I created several post types. Critters is one of them. Eventually a user to whom I’d give the necessary privileges would be able to log in, add a new critter. to the post type, or a new book.

You’re so totally right (when I posted that last response, I thought… wait, I don’t actually know how taxonomys work in wordpress. Ha. After all, it’s not your job to teach me wordpress in this thread! (Your response was diplomatic way of rightfully saying RTFM)

Yea, so I’m going to read about custom post types and “taxonomies”. Thanks again,

b

Well, no. quite honestly it was not an RTFM. And while it would be hard to teach you wordpress in tthis thread (especially when it gets to taxonomies and post-types) I am pretty sure sitepoint is one of the places to go, where all who can would be happy to help you do just that.
I meant that it would help you to view a video tutorial as it would save you time in the long run and perhaps answer questions you didn’t know you had…
D

You can also look into plugins, but i’d really recommend that video tut.
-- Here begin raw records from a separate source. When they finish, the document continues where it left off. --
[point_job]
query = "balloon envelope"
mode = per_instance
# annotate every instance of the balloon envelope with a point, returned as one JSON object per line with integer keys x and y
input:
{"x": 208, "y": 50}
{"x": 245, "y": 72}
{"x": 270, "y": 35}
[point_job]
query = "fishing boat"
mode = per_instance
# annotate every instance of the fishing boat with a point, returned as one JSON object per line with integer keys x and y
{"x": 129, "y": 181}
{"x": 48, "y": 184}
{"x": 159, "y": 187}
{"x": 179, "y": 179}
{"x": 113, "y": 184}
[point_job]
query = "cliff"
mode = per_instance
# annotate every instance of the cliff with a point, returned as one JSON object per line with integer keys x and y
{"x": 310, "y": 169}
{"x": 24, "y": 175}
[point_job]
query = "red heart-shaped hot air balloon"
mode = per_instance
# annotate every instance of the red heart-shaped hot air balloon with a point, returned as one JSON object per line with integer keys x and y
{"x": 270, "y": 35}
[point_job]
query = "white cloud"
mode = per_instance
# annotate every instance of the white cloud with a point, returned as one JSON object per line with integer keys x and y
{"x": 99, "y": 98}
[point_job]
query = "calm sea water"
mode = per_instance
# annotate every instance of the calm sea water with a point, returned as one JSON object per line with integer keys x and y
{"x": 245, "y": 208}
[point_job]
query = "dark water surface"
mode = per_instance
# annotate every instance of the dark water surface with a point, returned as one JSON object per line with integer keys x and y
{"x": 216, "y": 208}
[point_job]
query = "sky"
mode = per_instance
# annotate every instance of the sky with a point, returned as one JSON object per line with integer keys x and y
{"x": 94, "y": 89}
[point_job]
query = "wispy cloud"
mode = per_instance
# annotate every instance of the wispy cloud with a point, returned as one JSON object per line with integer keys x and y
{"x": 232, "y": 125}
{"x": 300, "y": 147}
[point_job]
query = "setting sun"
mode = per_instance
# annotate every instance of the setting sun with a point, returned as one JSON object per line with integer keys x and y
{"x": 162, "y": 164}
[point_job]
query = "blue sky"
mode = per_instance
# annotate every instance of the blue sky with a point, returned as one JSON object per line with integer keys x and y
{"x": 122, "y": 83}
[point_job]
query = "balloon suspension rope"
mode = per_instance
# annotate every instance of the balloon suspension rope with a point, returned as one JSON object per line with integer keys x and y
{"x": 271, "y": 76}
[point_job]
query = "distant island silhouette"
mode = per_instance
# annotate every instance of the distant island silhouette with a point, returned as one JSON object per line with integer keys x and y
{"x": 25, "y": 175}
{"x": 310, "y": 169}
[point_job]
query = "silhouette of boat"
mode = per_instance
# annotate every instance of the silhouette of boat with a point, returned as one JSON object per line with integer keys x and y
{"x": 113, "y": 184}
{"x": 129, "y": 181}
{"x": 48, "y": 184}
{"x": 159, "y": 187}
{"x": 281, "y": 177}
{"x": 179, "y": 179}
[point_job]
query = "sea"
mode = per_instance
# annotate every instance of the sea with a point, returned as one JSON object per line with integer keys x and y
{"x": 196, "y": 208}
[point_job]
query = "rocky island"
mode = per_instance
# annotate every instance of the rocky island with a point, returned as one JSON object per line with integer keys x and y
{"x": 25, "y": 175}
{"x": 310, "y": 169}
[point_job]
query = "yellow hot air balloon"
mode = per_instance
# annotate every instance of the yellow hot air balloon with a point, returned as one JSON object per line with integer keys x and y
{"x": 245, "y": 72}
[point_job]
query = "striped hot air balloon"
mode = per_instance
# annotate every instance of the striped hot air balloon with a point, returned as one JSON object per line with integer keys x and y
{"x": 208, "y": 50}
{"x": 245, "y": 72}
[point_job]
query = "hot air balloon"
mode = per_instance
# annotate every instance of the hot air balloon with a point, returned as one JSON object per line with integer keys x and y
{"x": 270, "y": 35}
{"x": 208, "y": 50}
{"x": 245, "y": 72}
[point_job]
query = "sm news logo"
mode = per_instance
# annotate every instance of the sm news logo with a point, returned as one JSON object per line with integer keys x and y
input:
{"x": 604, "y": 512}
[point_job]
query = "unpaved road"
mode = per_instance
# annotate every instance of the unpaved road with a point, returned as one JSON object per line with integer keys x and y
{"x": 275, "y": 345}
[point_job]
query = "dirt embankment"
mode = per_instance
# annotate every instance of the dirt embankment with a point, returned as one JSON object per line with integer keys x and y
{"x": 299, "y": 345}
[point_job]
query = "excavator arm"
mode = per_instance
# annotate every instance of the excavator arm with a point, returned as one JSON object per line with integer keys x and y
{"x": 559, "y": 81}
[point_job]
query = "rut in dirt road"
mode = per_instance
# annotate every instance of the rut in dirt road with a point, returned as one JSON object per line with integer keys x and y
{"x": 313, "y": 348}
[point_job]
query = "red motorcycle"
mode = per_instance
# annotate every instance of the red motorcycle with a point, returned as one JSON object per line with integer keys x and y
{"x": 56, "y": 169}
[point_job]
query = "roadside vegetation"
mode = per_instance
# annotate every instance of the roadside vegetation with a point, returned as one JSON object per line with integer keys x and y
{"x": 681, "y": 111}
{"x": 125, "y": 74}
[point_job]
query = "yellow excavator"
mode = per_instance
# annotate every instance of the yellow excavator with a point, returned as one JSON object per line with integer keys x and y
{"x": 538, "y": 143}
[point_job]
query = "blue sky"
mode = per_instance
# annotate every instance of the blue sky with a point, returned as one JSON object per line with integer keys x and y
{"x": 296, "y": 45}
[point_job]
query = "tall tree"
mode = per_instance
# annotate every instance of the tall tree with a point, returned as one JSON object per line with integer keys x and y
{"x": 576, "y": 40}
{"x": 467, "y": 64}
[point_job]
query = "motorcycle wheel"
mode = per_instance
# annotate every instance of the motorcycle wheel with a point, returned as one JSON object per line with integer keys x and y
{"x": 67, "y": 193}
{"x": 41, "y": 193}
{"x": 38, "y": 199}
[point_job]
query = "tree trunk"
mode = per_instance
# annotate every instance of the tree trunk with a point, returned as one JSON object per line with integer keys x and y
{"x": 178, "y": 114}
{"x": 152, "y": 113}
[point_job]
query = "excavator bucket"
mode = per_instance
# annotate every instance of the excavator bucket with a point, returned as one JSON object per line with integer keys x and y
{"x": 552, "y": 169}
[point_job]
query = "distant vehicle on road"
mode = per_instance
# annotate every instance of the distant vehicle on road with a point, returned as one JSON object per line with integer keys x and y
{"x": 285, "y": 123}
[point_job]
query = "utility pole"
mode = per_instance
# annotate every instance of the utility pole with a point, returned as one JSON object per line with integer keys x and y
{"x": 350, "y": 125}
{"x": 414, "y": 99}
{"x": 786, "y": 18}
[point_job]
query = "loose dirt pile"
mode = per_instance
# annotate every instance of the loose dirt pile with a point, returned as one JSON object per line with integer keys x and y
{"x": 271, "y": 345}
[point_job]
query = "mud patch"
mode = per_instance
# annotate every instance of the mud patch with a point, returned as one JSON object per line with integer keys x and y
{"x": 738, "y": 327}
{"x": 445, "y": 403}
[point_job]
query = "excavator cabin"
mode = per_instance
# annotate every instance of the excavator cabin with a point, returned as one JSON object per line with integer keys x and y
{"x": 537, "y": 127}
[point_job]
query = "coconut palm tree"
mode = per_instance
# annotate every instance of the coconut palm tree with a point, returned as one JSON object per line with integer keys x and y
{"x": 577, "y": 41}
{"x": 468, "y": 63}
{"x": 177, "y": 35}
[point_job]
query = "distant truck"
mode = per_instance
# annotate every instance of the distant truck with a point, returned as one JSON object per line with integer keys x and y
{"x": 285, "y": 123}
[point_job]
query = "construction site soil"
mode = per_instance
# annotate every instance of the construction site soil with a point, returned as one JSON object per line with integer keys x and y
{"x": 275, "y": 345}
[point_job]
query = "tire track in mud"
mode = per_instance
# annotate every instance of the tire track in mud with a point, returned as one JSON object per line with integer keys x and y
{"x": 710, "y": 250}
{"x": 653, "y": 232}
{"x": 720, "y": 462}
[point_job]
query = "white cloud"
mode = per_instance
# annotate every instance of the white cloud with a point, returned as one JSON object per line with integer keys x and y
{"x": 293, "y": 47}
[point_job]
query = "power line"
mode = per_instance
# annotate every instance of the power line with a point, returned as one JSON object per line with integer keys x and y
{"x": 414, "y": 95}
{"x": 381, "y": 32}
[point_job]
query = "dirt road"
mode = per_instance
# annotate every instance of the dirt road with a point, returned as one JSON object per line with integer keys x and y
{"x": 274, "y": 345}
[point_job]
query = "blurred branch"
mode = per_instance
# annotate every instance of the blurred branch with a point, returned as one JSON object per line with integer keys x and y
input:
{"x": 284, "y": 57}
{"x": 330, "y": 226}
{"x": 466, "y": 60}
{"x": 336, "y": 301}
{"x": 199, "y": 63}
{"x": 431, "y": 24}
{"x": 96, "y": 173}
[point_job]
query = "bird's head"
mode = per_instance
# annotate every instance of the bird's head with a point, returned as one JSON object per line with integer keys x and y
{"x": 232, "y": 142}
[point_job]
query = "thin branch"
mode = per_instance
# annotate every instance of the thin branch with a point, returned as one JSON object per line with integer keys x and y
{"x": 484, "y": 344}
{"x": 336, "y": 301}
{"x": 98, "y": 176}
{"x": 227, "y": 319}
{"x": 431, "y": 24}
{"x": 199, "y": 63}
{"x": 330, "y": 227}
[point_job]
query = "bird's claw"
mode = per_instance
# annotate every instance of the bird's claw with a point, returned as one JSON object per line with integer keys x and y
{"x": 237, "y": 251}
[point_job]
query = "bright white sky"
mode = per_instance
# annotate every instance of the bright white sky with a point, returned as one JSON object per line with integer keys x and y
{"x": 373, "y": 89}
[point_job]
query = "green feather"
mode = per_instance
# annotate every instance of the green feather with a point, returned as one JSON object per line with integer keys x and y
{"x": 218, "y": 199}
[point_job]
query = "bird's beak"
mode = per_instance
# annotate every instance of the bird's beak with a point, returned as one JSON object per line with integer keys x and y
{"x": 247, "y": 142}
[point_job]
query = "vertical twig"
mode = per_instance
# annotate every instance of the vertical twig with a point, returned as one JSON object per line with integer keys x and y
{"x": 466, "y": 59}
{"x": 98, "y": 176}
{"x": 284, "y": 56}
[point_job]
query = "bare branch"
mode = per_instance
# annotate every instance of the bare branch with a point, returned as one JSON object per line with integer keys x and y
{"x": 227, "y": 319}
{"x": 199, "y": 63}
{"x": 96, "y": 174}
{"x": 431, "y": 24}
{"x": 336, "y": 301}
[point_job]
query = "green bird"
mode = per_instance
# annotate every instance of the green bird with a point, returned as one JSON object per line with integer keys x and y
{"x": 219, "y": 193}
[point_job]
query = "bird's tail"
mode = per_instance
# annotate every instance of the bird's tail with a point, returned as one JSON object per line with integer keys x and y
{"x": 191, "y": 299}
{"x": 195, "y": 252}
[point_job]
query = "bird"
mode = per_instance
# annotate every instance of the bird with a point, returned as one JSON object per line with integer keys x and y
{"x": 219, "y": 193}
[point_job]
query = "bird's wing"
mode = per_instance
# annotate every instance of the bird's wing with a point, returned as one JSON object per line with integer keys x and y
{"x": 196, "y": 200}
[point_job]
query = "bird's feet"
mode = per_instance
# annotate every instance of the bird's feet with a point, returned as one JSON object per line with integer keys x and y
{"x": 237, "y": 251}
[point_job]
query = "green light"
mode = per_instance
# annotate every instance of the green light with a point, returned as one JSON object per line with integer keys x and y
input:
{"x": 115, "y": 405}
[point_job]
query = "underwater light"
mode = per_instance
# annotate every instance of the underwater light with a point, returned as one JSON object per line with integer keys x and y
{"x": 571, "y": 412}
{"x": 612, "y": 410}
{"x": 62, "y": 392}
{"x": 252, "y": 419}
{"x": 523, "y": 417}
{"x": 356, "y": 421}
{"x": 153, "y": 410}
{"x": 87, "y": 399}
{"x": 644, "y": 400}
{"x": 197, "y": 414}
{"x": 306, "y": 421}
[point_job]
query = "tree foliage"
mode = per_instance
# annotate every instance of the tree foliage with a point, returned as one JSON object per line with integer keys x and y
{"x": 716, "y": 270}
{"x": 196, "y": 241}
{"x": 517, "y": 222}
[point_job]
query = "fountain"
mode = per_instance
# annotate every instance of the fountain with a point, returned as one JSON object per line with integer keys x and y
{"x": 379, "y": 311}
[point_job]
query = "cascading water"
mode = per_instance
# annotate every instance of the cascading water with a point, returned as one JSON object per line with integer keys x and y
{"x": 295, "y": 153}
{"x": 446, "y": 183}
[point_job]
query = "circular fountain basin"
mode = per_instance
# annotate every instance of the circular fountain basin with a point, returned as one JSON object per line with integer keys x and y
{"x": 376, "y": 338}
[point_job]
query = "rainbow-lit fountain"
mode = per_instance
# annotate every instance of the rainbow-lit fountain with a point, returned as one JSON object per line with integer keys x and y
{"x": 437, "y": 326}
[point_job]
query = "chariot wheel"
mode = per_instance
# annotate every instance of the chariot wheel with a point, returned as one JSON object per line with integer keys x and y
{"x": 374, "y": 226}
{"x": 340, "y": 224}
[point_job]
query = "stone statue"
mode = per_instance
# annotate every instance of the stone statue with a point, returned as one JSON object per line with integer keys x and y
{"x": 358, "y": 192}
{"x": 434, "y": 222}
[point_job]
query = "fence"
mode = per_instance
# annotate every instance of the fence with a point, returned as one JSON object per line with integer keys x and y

It’ll be faster.

Here, this is a trusted developer with nice plugins

Yea, thanks, I was actually just looking at this since you mentioned lynda:

yep did that one too :smile: good one.

Oh god. I realized if I just have the urls contain all tags for the post, I’d be fine with that. But then this happened:

http://wordpress.stackexchange.com/questions/7004/tag-in-permalink-not-working

I want every tag for a post to be in the url. I can’t do that? Ugghh! Why not!? :angry:

Omg omg I think I got it- here, this is my plan:

I’m gonna put everything in the title- the authors, the book title, etc. But since I have a custom theme, I’ll strip out the authors and title when it displays the title on the page. But the url will still have all of it.

So, like, I’ll have a delimiter, like:

Less 1 on Romeo and Juliet $$$ Shakespeare and Pauly Shore

And then I’ll regex out everything after the $$$ wherever it displays the title, but the url will still have the full title with the authors.

omg I’m a genius.

You know, you can just create the slug directly and it has nothing to do with the post title.
TITLE: This is the best day ever!
SLUG: just-discovered-bieber

You can set the url and the title to completely different things. This is just normal WP behavior, are you not seeing the field to create the slug? Any SEO plugins you use probably have a slug field too.

The only issue is WP first generates the slug based on the title. Then you have to come back and change it.

This is freaky, I just literally figured that out 10 minutes ago! One last question- if the slug is like

ninja-fight-john-malloy-jason-jackson/

And someone goes to google and searches their name, like “john malloy”, will this show up in the results? I mean if you look at it it would also result in searches for “malloy jackson”. As I’m typing this right now, I guess that’s not really a bad thing, it wouldn’t hurt… but anyway, is the hyphen an excepted delimiter between keywords that the search spiders pick up? Does it treat hyphens the same way it would treat a space?

Does the term “john malloy” appear in that page? Might Google reasonably determine that the page is about john malloy and relevant to a search for that term? If so, then yes, it’s likely to appear in the search results, although there’s no guarantee of its position. If no, then it’s highly unlikely to appear - unless, perhaps, there are very few results for that term anywhere on the Internet.

Things will ALWAYS show in the results somewhere, if your pages are indexed at all. But the second question is, indexed for WHAT keywords? Google will figure out what keywords are most relevant based on more than just the URL. If you have a “ninja fight” between two authors, and both authors are discussed at length, equally, in the content, then that page is likely to be ranked relatively equally for both names.

You can use hyphen for sure, that is common, search engines pretty much treat them as spaces.
You can even do no hyphens and type ninjafightjohnmalloyjasonjackson and they will be pretty smart in detecting the individual words just the same.
I managed an ecommerce store that created long ugly URLs with words smashed together, but they still ranked and detected the individual words just fine.

If for some reason you want to hide the page from ANY kind of search results, that’s what robots.txt is for.